The Democratic Turn



There are many possible ways of looking at history. One could be a pessimist or an optimist, see progress or decline, and believe in either preserving the past or reinventing the future. 

Indeed, the facts or truth, if there is such a thing, should perhaps be free of such ways of seeing, but then facts, without such interpretation, however subjective, may have no intrinsic value. History is most useful in shaping our ideas of the present and of our future, through these narratives or processes of making sense. And, the way we look at history makes all the difference.

And, besides, one could see progress either as a straight-line and a continuous story, or one of struggle - two steps forward and one step back - to make life better. And, which one you see depends on what side you want to be on: One could see progress as providence and destiny, or a gift from the great and the gifted, or a few hard-earned accomplishments through accidents and agitation. These are really ways of looking rearward, our attitudes towards today reflected on the process of history, projecting ourselves in the narrative and demonstrating that even when we agree on somethings, there are other things we may not agree on.

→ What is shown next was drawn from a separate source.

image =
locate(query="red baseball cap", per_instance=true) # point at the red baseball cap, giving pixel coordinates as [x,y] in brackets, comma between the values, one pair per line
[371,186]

All this in mind, I feel less guilty for being subjective about my own time. There are people who had claimed that history has already ended, settled into a zone of continuity such that the narratives of the past became less relevant. This is an influential view, which, one could reasonably suspect, led to the rush to technology and business principles at the universities, and a decline of humanities and history in particular. And, yet, it is possible to see ourselves in the middle of a tectonic change - at one of those precise moments when the water reaches the boiling point and time for the frog to die - from which the closeness of time blinds us all. 

I speculate - with an intent to imagine! The gulf between the rich and the poor, the elite and the plebeian, the North and the South, the State and its enemies, indeed seem unassailable at this very moment, assuring continuity and making history redundant. The lessons of history, well learnt in policy, are used to maintain a coalition of the elites, and a cradle-to-grave system on instruction and warning that make us aware of the costs of incohesion among the powerful. So, what may actually go wrong for a fault line to appear and history to begin?

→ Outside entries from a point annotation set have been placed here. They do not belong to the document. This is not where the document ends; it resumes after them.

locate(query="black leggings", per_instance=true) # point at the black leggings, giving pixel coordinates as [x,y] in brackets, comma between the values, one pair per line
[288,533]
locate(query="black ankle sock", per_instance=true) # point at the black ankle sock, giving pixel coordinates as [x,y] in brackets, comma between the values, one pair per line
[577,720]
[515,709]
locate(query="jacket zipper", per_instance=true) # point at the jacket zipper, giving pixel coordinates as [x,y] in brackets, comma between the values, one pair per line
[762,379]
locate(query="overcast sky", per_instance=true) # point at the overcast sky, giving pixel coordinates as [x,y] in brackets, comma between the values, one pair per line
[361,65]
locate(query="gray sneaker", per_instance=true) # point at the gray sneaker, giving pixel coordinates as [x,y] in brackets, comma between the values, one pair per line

I think it is Democracy. The representative democracy was resurrected and implemented, partly as a reaction to the terror of French revolution and partly as a system of co-opting the new Middle classes everywhere. This was the great enabler of the Capitalist revolution - if I may call it that - the process of chipping away the powers of Absolute Monarchs and creating a system of commercial peace. It assumed a different importance with the resurrection of revolutionary terror in Soviet Russia, and then after the emergence of alternative ideas during the Cold War.  It was indeed never straightforward - democracy versus the other - as the Western powers often propped up dictators and replaced democratically elected leaders (Iran, Congo, Chile are some examples). But the excuse was always democracy - free elections, free speech, free trade was the ideal - and the other side did not own the term. 

So far, democracy was this big Anglo-Saxon thing that underpinned progress. Whatever the actions, all the Western leaders, guardians of human progress as they saw themselves as, agreed on the centrality of democracy as an idea. And, at the least, the most cynical among them, the imperialists, the robber-barons, the arms dealers, all saw democracy as a convenient piece of rhetoric, to be used effectively against the Left's dream of equality. And, as it turned out, there was something common-sense about it: As long as you voted for it, you could not complain if the world turned out to be unjust. 

This is now changing. There may be several reasons, but chief among them is the celebratory mood among the victors of the debate: The Soviet system crumbling under its own weight was taken as the surest sign of Capitalist system being the superior one, and sustainable without the political protection of democracy. The fear of revolution that kept the leaders of the states, captains of industries and agents of the secret services awake at night, has finally abated. It was a time of throwing away the shackles of inconvenient rhetoric of giving people voice.

And, of another reason, the conviction that when given a choice, people always choose poorly. It is surprising how many of the great and the good really think that way, but they do. After some democratic decisions going against them - like Britain's EU referendum or the rise of Trump, for example - leaders are all full of praise of a China-like system, which is an authoritarian capitalism rather than a popular democracy. Now, there are books and talks openly advocating a shift away from democracy, policies and institutions that operate outside the democratic process and new doctrines of propaganda that look beyond the democratic age.

And, this, very moment, may be ripe for a democratic turn in history. The other way to see what's happening to see democracy becoming redundant as an instrument of power, but at the same time, becoming most powerful. It is being discarded not because it is superfluous, but because it is inconvenient; it is not because people are not participating in it, but because they are. Democracy's role has suddenly flipped - from the maintainer to status quo to the engine of change - which it once was, and always could be.